Lately, however, there's been a cultural shift. "It's a really amazing feeling," Odeleye tells me when I ask about the tipping point in their movement. "To have sat in my office with this little idea—with Atlanta being number one in the nation in child sex trafficking— we cannot afford to be giving this person our money and support. Let's just stop playing his music on the radio and start from there. The Black community needs to divest from him. Even if we cannot get legal justice. As a community, we have to say we're not going to support it."

Challenging entrenched misogyny, included that which is internalized among R. Kelly's enablers, requires a bit of extra grit. I told Odeleye that it reminded me of our ancestors in bondage, who had to dig from a well of courage to fight for liberation that may never come. She adds that the work also persists through the constant belief "that no matter what kind of feedback you're getting, you're on the side of right." The mission is not driven by a desire "to steal other people's land that doesn't belong to us or steal somebody else's riches or culture," she remarks. Rather, it's a boldness rooted in "the righteousness of our struggles."

"We're fighting for our liberation," she says. "We're fighting for the end of sexual abuse of young Black women."

I felt a sort of kinship as Odeleye spoke, recalling my own experiences from her words, though we had never met. It went beyond our heavy names, charged with African spirit and given to us by African-American parents. We both benefited from parents who, after we relocated to Atlanta at three, immersed us in a value system that stoked pride in our Africanness and cultivated a sense of justice. Our preschools in our birth cities—hers Nia Shule in D.C. and mine, Uhuru Shule in Los Angeles—were among the first places we encountered this Afrocentrism.

While we would be the lone kid with an Afro at our elementary schools, we could be our whole selves in our new southern home, because the city attracted every facet of Blackness. We saw our image in greatness, whether they were the mayors, teachers, and esteemed public officials who matched our melanin or the myriad Black families whose traditions ranged from celebrating Kwanzaa to coming of age in Jack and Jills.

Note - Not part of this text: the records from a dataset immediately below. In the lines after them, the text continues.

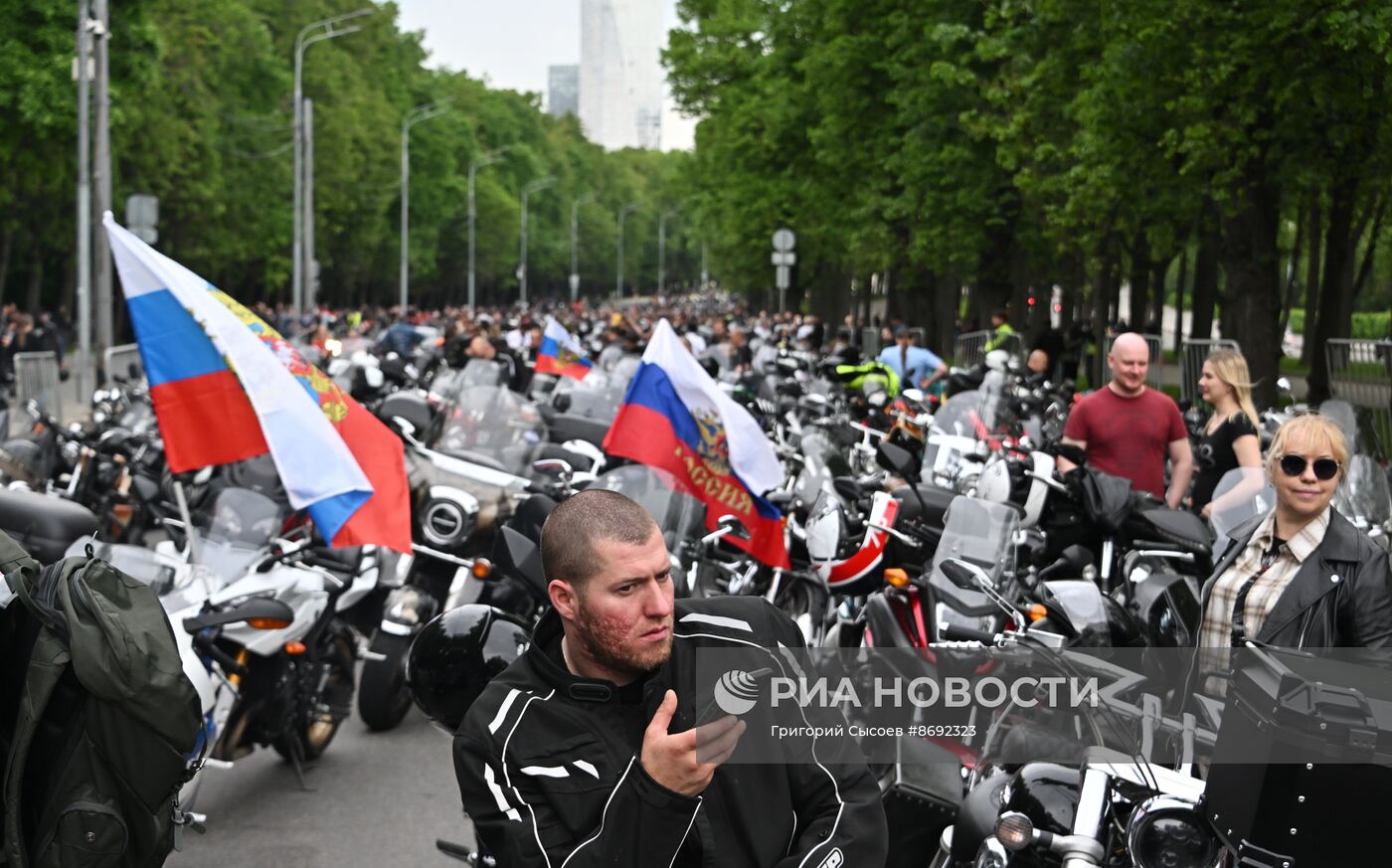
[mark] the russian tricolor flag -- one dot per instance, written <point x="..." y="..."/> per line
<point x="226" y="387"/>
<point x="675" y="418"/>
<point x="561" y="354"/>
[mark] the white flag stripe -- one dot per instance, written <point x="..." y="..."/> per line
<point x="751" y="453"/>
<point x="310" y="456"/>
<point x="563" y="338"/>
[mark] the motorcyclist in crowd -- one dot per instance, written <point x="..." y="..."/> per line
<point x="584" y="752"/>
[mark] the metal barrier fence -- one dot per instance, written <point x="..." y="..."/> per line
<point x="1360" y="372"/>
<point x="1154" y="376"/>
<point x="969" y="348"/>
<point x="124" y="361"/>
<point x="1192" y="355"/>
<point x="37" y="377"/>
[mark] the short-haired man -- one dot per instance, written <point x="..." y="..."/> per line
<point x="1128" y="429"/>
<point x="573" y="756"/>
<point x="918" y="366"/>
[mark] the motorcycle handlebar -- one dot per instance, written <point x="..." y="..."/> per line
<point x="960" y="633"/>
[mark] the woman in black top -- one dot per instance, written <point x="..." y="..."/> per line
<point x="1229" y="439"/>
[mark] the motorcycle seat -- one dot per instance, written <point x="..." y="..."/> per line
<point x="936" y="499"/>
<point x="340" y="560"/>
<point x="1173" y="526"/>
<point x="476" y="457"/>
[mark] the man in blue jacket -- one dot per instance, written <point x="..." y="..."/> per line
<point x="582" y="753"/>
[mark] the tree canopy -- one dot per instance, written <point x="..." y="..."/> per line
<point x="202" y="117"/>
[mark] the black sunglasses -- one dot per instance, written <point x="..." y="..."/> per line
<point x="1324" y="467"/>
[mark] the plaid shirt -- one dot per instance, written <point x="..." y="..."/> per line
<point x="1215" y="634"/>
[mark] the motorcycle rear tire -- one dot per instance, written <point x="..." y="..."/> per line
<point x="383" y="700"/>
<point x="312" y="732"/>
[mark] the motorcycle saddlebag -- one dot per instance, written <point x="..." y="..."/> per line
<point x="45" y="526"/>
<point x="922" y="791"/>
<point x="1321" y="795"/>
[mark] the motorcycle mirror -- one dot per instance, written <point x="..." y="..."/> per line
<point x="406" y="428"/>
<point x="731" y="523"/>
<point x="1078" y="557"/>
<point x="895" y="459"/>
<point x="553" y="466"/>
<point x="966" y="576"/>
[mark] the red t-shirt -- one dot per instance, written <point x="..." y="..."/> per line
<point x="1128" y="436"/>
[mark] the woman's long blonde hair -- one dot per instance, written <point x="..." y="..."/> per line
<point x="1231" y="368"/>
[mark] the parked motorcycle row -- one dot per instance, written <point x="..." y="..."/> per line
<point x="912" y="520"/>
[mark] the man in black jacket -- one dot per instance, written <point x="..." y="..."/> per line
<point x="582" y="753"/>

Here we were, decades after our early lessons in Black liberation, our paths merging in a steadfast mission to keep fighting for it. Though, incredibly, they crossed much earlier. I realized after our conversation that her father, who she didn't refer to by name, was a family friend. Ayokunle Odeleye's sculptures, which have been commissioned around the country, also decorated his home studio that my mom took me to as a kid.

The loving hands that molded us—like her father's work crafting art in the Black image—were intentional. This is the same love we must pour into our sons and daughters, those related by blood or otherwise. Her movement, Odeleye shares, "is really about doing better by our young people. We have to empower all of our young people to speak up and use their voice and have that voice respected. So often in our culture we're very much into children being seen and not heard."

In a world that demonizes them from birth and may silence them at home, we must protect and nurture them so they know, too, that they are something to be cared for.